In [None]:
import pandas as pd
import nltk
from nltk.stem import WordNetLemmatizer
from nltk.corpus import stopwords
from sklearn.feature_extraction.text import CountVectorizer
#from sklearn.feature_extraction.text import TfidfVectorizer

In [None]:
text= """US President Joe Biden says his administration is looking into what happened at a food distribution site in Gaza — where local health officials say more than 100 people were killed and hundreds more injured — and he admitted the incident is going to complicate negotiations in the region.

“We’re checking that out right now; there are two competing versions of what happened. I don’t have an answer yet,” the president told CNN’s Arlette Saenz at the White House on Thursday.

Asked by Saenz if he worried the deaths would complicate negotiations, he responded: “Oh, I know it will.”
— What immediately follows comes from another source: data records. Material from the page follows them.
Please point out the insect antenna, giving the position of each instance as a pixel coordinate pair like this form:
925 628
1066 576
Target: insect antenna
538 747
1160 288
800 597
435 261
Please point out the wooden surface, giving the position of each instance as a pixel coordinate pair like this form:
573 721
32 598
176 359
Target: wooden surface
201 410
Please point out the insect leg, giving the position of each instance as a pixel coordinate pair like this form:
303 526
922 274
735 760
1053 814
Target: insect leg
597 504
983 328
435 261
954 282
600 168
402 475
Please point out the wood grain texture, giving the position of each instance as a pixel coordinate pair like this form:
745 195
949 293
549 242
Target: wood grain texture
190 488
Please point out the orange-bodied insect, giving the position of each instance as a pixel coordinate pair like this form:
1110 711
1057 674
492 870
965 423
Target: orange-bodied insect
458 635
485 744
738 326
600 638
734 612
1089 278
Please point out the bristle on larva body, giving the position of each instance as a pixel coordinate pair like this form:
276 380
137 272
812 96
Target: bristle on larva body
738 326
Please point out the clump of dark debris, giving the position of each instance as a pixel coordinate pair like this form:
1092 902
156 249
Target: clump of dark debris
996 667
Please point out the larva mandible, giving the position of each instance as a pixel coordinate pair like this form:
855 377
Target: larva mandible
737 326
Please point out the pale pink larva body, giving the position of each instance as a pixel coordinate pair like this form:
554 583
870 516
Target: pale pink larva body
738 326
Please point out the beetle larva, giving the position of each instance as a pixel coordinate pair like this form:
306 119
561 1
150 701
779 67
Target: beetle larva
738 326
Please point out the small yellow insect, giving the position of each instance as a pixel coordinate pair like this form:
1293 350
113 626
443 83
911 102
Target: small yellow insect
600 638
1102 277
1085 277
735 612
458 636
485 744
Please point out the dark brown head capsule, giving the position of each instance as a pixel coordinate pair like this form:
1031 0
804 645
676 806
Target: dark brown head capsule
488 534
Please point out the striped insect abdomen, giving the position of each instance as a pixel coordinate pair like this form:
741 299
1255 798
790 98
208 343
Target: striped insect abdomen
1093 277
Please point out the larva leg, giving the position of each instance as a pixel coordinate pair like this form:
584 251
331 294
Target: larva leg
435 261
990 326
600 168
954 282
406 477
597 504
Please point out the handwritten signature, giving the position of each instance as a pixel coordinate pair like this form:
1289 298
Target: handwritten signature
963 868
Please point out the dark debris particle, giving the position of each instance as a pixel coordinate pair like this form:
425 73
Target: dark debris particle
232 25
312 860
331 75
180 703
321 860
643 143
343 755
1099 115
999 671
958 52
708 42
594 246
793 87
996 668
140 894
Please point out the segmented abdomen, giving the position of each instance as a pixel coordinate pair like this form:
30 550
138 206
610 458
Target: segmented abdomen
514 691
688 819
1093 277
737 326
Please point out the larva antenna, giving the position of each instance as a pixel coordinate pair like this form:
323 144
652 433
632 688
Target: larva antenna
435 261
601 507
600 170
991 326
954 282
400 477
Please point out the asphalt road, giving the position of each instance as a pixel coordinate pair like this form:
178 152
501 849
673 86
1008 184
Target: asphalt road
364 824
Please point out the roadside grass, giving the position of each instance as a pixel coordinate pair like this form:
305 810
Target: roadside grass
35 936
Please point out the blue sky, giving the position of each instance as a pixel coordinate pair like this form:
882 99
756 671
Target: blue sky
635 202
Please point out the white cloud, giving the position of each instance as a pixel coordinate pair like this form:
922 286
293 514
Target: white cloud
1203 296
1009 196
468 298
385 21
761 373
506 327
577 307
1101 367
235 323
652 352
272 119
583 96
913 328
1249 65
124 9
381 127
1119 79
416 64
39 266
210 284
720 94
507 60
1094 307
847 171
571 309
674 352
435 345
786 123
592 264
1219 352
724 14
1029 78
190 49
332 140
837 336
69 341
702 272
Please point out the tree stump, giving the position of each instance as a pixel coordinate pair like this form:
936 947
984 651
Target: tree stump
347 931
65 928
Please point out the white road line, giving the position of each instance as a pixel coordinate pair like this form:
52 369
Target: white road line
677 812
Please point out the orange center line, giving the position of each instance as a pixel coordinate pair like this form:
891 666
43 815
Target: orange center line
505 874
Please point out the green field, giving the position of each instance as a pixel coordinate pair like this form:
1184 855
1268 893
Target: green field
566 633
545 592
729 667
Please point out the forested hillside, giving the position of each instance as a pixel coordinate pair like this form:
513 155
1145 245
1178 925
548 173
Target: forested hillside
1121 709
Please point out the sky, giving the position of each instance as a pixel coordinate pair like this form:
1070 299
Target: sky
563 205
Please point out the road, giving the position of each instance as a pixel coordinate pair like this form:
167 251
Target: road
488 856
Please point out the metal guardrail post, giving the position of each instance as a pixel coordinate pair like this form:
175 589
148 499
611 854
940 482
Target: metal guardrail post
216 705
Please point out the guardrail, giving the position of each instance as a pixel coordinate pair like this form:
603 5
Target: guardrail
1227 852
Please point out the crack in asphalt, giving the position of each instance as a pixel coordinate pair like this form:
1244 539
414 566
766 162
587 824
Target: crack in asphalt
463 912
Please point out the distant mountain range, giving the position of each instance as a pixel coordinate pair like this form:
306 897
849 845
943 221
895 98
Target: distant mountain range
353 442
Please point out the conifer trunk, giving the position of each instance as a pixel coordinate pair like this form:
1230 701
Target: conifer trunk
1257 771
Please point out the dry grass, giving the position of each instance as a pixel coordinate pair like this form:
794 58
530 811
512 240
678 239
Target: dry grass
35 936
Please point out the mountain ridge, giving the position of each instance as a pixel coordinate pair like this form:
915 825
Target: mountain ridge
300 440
But Biden still expressed optimism that a deal on the hostages and a potential ceasefire could be reached soon. """

In [None]:
text="""President-elect Joe Biden and his transition team are preparing for an early, all-out push to pass an ambitious new stimulus bill, while also drawing up plans for a flurry of executive actions aimed at delivering on campaign promises and undoing the Trump administration's efforts to undermine key government agencies.
Biden will be inaugurated in January with a pressing mandate to confront simultaneous and interwoven public health, economic and racial crises. At the same time, his team will take over the work of spearheading one of the most complicated, politically fraught mass vaccination campaigns in American history.
Biden's agenda for his first 100 days in office will, according to both those close to him and outside groups in contact with his top aides, center on two key avenues of action: the passage of a broad economic aid package and, where legislation is not necessary, a series of executive actions aimed at advancing his priorities. Containing the Covid-19 pandemic, launching an economic recovery and tackling racial inequality are his most urgent priorities, transition officials say."""

In [None]:
# this performs word tokenization -> this is used in simple models where each word is a feature
from nltk.tokenize import word_tokenize
nltk.download('punkt')

tokens = word_tokenize(text)
tokens[-30:]

In [None]:
# we often remove punctuation after tokenization since punctuation is unlikely to be a good predictive feature
tokens = [word for word in tokens if word.isalnum()]
tokens[:15]

In [None]:
# Alternative
# this performs sentence tokenizations -> can be used if you want to treat each sentence as a "feature"
from nltk.tokenize import sent_tokenize
sent_tokenize(text)

In [None]:
# Part of speech can be a useful feature in itself, but is also heavily used in making lemmatization and stemming more effective
nltk.download('averaged_perceptron_tagger')
nltk.pos_tag(tokens,lang='eng')[:15]
#explanation of all these codes can be found here: https://medium.com/@gianpaul.r/tokenization-and-parts-of-speech-pos-tagging-in-pythons-nltk-library-2d30f70af13b

In [None]:
# stemming can be done as cleaning technique -> treats prefixes and suffixes.
from nltk.stem import PorterStemmer

ps = PorterStemmer()
stemmed = [ps.stem(w) for w in tokens]
stemmed[:15]

In [None]:
# lemmatization is a more context aware version of stemming, where we take the actual roots of individual words
# the problem is that such a dictionary may not exist for all languages and that it does not know what to do with new words
nltk.download('wordnet') # wordnet is the most well known lemmatizer for english
nltk.download('omw-1.4')
from nltk.stem import WordNetLemmatizer
from nltk.corpus import wordnet


lemmatizer = WordNetLemmatizer()
lemmatized = [lemmatizer.lemmatize(word) for word in tokens]
lemmatized[:15]

In [None]:
# lemmatization may still be a bit weak, mostly because the lemmatizer would like a bit more information about context to make decisions
display(lemmatizer.lemmatize("was"))
display(lemmatizer.lemmatize("was",wordnet.VERB))
display(lemmatizer.lemmatize("better"))
display(lemmatizer.lemmatize("better",wordnet.ADJ))
display(lemmatizer.lemmatize("canning"))
display(lemmatizer.lemmatize("canning",wordnet.NOUN))
display(lemmatizer.lemmatize("canning",wordnet.VERB))

In [None]:
# let's apply this to the all the newsfeed
nltk.download('averaged_perceptron_tagger')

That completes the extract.